2. Dibentangkan tali raffia sepanjang 10
meter sebanyak 2 potong dengan menggunakan patok.
3. Dihitung dan diamati tumbuhan dan hewan
yang berada di didalam tali.
4. Dimasukkan data ke dalam tabel dan
selanjutnya dilakukan perhitungan di Laboratorium.
d.
Metode
Belt Transek
1. Ditentukan areal yang akan diamati.
2. Bentangkan sepasang tali dengan panjang
10 meter dengan jarak antara tali satu dengan tali lain sepanjang 50 cm menggunakan patok.

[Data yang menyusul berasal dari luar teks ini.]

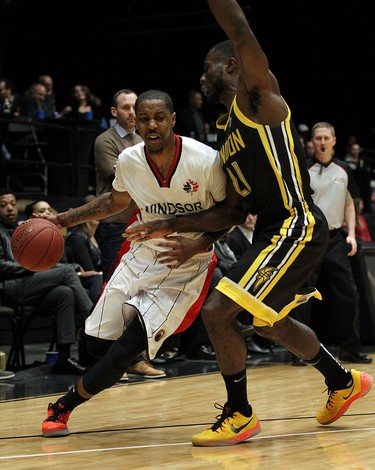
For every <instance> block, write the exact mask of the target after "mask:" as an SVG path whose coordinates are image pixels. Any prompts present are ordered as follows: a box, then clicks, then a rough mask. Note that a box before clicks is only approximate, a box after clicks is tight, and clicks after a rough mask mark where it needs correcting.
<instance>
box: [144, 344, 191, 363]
mask: <svg viewBox="0 0 375 470" xmlns="http://www.w3.org/2000/svg"><path fill="white" fill-rule="evenodd" d="M185 359H186V358H185V355H184V354H180V353H179V352H178V349H177V348H173V349H169V350H167V351H165V352H163V353H162V354H160V355H159V356H157V357H155V358H154V359H152V360H151V361H150V362H151V364H154V365H158V364H165V363H171V362H177V361H184V360H185Z"/></svg>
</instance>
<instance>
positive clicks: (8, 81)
mask: <svg viewBox="0 0 375 470" xmlns="http://www.w3.org/2000/svg"><path fill="white" fill-rule="evenodd" d="M22 101H23V96H22V95H21V94H19V93H17V91H16V87H15V85H14V83H13V82H12V81H11V80H10V79H9V78H5V77H4V78H0V116H3V117H10V118H11V117H17V116H19V115H20V109H21V104H22Z"/></svg>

3. Dibentangkan tali sepanjang 50 cm
diantara dua tali transek sebanyak 10 tali dengan jarak 50 cm sehingga dibentuk
10 petak di dalam tali transek.
4. Diamati dan dihitung tumbuhan yang ada
pada kolom genap dan ganjil.
5. Dimasukkan data ke dalam tabel dan
selanjutnya dilakukan perhitungan di Laboratorium.